Ethics can be described as an activity, not purely a set of rules. In this light, ethics are not timeless. The values of the profession are relatively unchanging, but the process and activity of using those values to meet today's challenges is a necessarily dynamic process. Seeking a reflective equilibrium between principles and dynamic action makes professionalism an activity as well. Moving beyond rules of social conduct, professionalism becomes living, vibrant, and a daily part of medical practice.
Some make an appeal to personal virtue in the area of medical professionalism. They cite the noble and ancient history of the profession, and its link to other "helping professions" such as law, education, and ministry. Contemporary professionalism in a culturally diverse society moved beyond personal virtue when Percival appealed to a collective commitment to patients, the public, and their health as the raison d'être for his code of ethics and behavior in 1792. He saw that conflicts of personal morality and individual virtues end in a quagmire in the clinic. An appeal to nobility is the end, not the beginning, of hope for the future of the profession.
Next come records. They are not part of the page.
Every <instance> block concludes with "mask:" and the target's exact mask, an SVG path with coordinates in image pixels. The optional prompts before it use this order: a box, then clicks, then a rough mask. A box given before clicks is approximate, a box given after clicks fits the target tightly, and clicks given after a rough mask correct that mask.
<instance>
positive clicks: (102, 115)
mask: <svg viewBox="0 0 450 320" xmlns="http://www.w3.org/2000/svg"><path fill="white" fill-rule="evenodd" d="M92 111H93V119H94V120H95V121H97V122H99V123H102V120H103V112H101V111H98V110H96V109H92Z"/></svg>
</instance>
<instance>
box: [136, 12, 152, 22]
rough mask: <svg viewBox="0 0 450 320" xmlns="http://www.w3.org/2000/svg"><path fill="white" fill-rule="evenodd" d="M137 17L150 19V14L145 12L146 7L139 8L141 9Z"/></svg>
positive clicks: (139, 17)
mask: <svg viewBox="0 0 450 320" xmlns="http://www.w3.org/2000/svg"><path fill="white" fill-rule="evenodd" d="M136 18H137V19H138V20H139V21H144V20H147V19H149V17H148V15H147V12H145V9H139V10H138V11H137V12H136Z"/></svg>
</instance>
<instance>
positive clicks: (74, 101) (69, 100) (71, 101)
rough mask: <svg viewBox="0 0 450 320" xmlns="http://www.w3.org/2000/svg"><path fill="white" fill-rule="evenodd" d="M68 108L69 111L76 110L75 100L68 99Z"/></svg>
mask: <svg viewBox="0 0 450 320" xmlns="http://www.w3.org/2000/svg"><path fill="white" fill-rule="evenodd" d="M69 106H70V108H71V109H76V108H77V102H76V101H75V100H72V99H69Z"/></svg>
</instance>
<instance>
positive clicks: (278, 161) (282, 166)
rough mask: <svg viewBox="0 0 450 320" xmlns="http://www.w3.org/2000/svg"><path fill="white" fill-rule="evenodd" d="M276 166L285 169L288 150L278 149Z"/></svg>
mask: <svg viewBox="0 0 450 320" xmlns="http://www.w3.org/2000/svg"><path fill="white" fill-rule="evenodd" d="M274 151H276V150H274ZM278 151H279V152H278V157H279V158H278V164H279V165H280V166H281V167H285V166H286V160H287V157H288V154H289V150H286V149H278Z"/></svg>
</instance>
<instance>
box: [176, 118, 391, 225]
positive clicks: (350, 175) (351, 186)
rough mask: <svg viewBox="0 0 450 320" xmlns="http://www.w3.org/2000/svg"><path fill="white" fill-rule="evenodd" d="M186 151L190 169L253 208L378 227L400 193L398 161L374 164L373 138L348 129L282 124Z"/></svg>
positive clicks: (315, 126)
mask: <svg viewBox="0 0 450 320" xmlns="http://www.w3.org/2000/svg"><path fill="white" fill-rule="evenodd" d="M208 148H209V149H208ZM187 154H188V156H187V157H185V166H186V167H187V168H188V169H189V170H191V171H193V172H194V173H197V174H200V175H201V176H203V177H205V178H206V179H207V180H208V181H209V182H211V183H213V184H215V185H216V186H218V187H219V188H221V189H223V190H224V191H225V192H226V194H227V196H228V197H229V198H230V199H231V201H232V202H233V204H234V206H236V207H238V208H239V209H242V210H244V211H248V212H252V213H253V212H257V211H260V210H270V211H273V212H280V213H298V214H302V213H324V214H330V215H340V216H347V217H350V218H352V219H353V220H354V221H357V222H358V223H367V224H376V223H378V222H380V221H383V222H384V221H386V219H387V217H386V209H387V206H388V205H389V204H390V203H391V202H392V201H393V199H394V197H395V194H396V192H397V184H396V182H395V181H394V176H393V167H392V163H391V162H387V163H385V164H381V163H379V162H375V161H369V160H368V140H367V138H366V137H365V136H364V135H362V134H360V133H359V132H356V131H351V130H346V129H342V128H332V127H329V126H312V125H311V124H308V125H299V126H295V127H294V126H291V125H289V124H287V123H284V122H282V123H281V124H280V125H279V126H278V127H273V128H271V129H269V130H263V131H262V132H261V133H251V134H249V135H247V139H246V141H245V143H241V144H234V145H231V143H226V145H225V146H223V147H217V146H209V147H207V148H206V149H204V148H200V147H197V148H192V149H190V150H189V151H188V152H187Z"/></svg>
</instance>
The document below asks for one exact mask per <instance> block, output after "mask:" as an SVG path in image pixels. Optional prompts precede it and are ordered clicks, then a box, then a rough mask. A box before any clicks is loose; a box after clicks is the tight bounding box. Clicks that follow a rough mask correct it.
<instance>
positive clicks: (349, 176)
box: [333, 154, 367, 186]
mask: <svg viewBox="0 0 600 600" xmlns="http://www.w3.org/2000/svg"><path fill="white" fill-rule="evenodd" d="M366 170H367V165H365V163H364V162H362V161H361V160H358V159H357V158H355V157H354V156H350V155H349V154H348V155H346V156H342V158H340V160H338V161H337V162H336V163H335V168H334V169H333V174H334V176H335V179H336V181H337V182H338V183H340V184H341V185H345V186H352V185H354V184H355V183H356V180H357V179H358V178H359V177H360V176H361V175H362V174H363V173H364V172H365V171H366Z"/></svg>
Contemporary professionalism is a group activity, one practiced in the company of others. It is more about everyday behavior than the actions one takes when no one else is looking, or how one holds up in a rare or distinct crisis. It has little to do with whether or not you run red lights late at night. It is about demonstrating the values of the profession. If we claim to support certain traditional values, then we should embody them in daily and public practice. An emphasis on what goes on in the solitude of the individual practitioner's heart leads to a pessimistic professionalism, and there is no room for that in today's medicine.
So, professionalism includes practice, education, reflective and applied ethics and demonstrating the values of the profession in all of our health care relationships. Sure, your necktie and white coat and what your mother taught you are in there, but there is a lot more to professionalism and a lot more at stake.